Parlons intemporalité ensuite : elle est d’abord liée à la nature tragique du sujet, au sens antique du terme. D’emblée, les panoramiques droite-gauche qui ouvrent le film (une femme se promène avec son fils sur son chariot, à travers un bois automnal ; deux jeunes hommes éméchés se mettent à sa poursuite) donnent un sentiment de mouvement inexorable : ces deux jeunes hommes vont fatalement vers leurs bas instincts ; cette femme va fatalement vers sa mort. Puis, du diurne naturel de cette ouverture, on s’enfoncera peu à peu, au cours du film, dans le nocturne urbain. Cette nuit urbaine est celle de la Civilisation, dans son aspect le plus négatif : la domination d’un pouvoir autoritaire (ici l’éleveur macho incarné par Anthony Quinn) sur les habitants. D’où cette question éternelle, à la base de toute démocratie : qui va oser le contrarier ?…
L’intemporalité du film vient aussi de la conception esthétique du western qu’avait Hollywood dans les années 1950, décennie où le genre atteint son apogée : les réalisateurs ne cherchent pas à faire réaliste, pas de moustache pour les hommes (alors que quasiment tous les hommes en portaient une, et une grosse, dans le vrai Ouest), pas de crasse, pas de boue, pas de vieux habits ou de chapeaux mous : tout est glabre, rutilant, tiré au cordeau, comme dans une pub des fifties. Si bien que nous ne sommes pas tout à fait dans le passé, ni tout à fait dans le présent. Nous sommes dans une région intemporelle et magique qui n’est pas sur la carte de l’Amérique mais qui a un nom : le « western hollywoodien années cinquante ». Et ce flottement entre deux âges renforce d’autant plus l’aspect intemporel, et donc éternel du récit.

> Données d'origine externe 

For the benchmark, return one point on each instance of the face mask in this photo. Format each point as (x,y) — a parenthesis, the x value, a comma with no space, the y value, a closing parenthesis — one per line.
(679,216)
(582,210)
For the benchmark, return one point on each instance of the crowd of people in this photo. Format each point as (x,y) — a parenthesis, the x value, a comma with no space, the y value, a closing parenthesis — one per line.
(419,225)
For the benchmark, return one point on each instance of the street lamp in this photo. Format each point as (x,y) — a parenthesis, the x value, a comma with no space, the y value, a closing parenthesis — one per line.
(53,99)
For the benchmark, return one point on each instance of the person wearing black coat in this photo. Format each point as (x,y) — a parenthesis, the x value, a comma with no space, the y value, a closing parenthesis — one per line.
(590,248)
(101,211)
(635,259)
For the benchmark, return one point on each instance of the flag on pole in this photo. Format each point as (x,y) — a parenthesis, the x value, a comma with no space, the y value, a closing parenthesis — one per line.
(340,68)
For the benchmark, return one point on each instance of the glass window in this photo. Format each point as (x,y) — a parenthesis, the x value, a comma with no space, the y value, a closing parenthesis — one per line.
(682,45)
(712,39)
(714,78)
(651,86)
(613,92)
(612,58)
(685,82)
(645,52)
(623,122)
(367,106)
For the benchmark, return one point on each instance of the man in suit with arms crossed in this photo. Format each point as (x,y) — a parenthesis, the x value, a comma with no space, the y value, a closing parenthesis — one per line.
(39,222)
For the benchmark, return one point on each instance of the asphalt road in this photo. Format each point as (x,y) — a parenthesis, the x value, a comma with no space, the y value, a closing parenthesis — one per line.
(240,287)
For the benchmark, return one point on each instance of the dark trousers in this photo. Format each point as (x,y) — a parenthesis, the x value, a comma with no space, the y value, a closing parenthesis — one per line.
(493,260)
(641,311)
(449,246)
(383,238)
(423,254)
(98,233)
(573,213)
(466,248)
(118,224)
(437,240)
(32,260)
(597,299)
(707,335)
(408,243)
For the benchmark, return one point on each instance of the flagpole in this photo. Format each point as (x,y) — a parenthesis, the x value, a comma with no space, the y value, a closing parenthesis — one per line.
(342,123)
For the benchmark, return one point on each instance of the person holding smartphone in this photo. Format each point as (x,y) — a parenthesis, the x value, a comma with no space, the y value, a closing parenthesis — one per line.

De fait, et je puis en témoigner, un jeune d’aujourd’hui regardera ce film pur et grave avec concentration et respect. C’est loin d’être le cas pour un western des années trente, quarante, ou même pour le néo-western des décennies post-1968.
Preuve qu’avec Le Dernier train de Gun Hill, Sturges est bien plus qu’un artisan consciencieux (image qui lui colle à la peau) : c’est un artiste rigoureux et conscient de sa grande portée.